NEW YORK ( TheStreet) -- Don't expect regulators to break up big banks anytime soon. They are hoping that the market will do it for them.

"Through regulation, stress tests and Basel Capital standards, they are going to make life uncomfortable for big banks," according to KBW political analyst Brian Gardner. "The multiples of large banks already lag that of regionals. What regulators would like to see is shareholders step in and force bank managements to break up their banks," he says.

The call to break up big banks has strengthened after Federal Reserve Chairman Ben Bernanke admitted for the first time at a recent conference that "Too Big to Fail is not solved and gone.
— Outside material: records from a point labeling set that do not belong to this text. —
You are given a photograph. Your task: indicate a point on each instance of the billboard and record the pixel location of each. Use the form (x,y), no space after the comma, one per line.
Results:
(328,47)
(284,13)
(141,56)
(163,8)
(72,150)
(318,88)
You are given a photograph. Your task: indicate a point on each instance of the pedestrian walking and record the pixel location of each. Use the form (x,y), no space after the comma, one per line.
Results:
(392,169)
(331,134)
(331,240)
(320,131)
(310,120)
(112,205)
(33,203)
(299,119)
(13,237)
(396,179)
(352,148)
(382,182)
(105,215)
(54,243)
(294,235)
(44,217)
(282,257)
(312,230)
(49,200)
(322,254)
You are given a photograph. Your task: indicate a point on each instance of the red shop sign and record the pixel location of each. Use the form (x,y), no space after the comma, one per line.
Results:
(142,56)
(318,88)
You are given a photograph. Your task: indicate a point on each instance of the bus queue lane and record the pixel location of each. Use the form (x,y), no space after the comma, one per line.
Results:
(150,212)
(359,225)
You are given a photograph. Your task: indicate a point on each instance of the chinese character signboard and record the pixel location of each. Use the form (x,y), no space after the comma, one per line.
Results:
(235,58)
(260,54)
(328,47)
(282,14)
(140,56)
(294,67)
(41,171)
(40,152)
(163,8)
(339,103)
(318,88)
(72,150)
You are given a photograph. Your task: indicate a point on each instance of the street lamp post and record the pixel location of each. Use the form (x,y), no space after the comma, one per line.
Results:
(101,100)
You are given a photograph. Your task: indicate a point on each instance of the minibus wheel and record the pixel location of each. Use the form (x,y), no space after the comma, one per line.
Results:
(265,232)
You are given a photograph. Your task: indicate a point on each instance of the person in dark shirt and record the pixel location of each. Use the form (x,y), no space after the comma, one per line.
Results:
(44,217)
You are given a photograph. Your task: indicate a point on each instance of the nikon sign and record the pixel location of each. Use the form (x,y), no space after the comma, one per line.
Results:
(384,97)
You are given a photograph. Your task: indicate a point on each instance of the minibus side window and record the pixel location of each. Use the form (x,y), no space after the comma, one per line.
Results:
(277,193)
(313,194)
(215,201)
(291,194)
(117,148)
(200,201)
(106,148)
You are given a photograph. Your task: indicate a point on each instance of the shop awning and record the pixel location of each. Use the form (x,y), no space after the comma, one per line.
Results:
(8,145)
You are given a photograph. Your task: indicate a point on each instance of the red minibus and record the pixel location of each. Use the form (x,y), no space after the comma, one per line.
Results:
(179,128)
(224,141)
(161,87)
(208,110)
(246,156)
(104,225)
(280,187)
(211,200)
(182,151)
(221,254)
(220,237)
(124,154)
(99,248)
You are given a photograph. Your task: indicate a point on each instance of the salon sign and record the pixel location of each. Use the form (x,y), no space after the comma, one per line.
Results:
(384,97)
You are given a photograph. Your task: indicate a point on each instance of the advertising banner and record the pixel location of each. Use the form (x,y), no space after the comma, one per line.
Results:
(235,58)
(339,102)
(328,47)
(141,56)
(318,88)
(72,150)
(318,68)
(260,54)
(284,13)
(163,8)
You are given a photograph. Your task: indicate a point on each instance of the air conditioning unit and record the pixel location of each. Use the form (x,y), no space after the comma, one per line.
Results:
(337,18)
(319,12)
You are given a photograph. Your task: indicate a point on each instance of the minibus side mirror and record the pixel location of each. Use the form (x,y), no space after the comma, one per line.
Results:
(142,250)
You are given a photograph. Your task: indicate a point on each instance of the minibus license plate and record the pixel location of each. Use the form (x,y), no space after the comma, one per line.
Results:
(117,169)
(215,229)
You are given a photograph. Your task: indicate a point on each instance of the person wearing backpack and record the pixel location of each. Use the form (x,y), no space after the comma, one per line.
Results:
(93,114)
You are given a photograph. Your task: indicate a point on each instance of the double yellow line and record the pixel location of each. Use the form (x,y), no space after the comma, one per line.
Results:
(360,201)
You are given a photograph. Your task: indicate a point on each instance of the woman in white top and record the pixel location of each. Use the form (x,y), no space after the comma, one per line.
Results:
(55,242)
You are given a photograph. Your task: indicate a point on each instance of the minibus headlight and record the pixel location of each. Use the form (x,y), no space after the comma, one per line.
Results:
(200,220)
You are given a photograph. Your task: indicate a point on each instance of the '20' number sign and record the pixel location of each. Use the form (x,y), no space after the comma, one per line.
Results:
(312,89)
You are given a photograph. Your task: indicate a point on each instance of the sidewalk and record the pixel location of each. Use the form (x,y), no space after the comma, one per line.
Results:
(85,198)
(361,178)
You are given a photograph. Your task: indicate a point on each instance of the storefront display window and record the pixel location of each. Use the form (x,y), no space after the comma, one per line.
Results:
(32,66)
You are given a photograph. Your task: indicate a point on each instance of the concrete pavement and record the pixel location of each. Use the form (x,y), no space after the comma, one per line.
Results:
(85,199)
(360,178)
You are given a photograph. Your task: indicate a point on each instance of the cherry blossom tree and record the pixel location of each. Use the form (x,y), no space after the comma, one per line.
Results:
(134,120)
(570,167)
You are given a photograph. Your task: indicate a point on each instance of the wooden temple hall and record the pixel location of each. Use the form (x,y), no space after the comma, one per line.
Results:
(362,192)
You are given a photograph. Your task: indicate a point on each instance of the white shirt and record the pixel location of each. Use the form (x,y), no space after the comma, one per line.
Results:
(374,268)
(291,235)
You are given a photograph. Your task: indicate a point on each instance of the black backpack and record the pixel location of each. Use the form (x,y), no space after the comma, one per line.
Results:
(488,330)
It is still here."

"'Too Big To Fail' was a major source of the crisis and we will not have successfully responded to the crisis if we do not address that successfully," Bernanke told reporters.

Bernanke was acknowledging what many big bank critics including Massachusetts Senator Elizabeth Warren have been arguing -- that the market still expects big banks to be rescued in a crisis, even though new rules under the Dodd Frank Act are designed to prevent future bailouts.

The market's perception, however misplaced, gives big banks a funding advantage over smaller banks in the market. A Bloomberg study estimated this implicit market subsidy to be over $80 billion, though some in the financial industry have disputed that number.

The perception that banks are too big to fail also may provide banks with an incentive to take on more risk.

Stirring up even more controversy, Attorney General Eric Holder recently said that the size of some financial institutions and their impact on the economy weighed on the Department of Justice's ability to successfully prosecute them. In effect big banks were now "Too Big to Jail."

That has led to more calls to break up the big banks from both sides of the political aisle. Ohio Democrat Senator Sherrod Brown and Louisiana Republican Senator David Vitter are crafting legislation that would cap the size of big banks.